These weight coefficients “V3/V1”, “V3/V2” and “1” result from the difference between the view numbers at the time the three-dimensional backprojection is done.

A post-process is carried out at Step S10.

Step S10 may be similar to the process of the first embodiment shown in FIG. 3.

Thus, in the second embodiment, the interpolation is done on the projection data space in the view direction using the X-ray detector data or projection data different for every channel range. The reconstruction function convolution process is directly performed on the X-ray detector data or projection data different for every channel range without reducing the resolution of the projection data as seen in the view direction. Thereafter, the three-dimensional backprojection process is done, whereby the tomographic image free of degradation in the resolution in the view direction is obtained by the image reconstruction.

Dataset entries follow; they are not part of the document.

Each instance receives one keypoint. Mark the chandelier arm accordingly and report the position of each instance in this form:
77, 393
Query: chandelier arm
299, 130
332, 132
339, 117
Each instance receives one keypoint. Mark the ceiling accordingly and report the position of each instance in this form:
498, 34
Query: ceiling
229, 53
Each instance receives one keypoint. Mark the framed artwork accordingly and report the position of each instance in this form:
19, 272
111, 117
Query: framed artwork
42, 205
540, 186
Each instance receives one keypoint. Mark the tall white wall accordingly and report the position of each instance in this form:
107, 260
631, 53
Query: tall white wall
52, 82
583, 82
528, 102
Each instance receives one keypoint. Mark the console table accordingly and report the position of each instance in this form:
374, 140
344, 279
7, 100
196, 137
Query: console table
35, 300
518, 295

According to the X-ray CT apparatus or the X-ray CT image reconstructing method, as the effects of the present invention obtained in the above X-ray CT apparatus, there can be provided an X-ray CT apparatus which reduces the number of X-ray data acquisition views in a data acquisition system (DAS) 25 of an X-ray CT apparatus having a one-row type X-ray detector or an X-ray CT apparatus having a two-dimensional area X-ray detector of a matrix structure, which is typified by a multi-row X-ray detector or a flat panel X-ray detector, and which implements optimization of required performance and throughput capacity of the data acquisition system (DAS) 25.

Third Embodiment

An X-ray CT apparatus makes an attempt to change a reconstruction function for every region of a subject. In this case, the reconstruction function ranges from a high-resolution reconstruction function to a relatively low-resolution reconstruction function. The reconstruction function is used for convolution in a channel direction of an X-ray detector. Since projection data corresponding to each pixel of a tomographic image, subjected to a reconstruction function convolution process in the channel direction of the X-ray detector is backprojected in the direction of 360°, spatial resolution on an xy plane in the tomographic image depends upon the reconstruction function. In this case, the optimum number of views is necessary for every channel position even for the purpose of avoiding degradation in the resolution in the circumferential direction such as shown in FIG. 8 at the peripheral portion of the tomographic image in particular.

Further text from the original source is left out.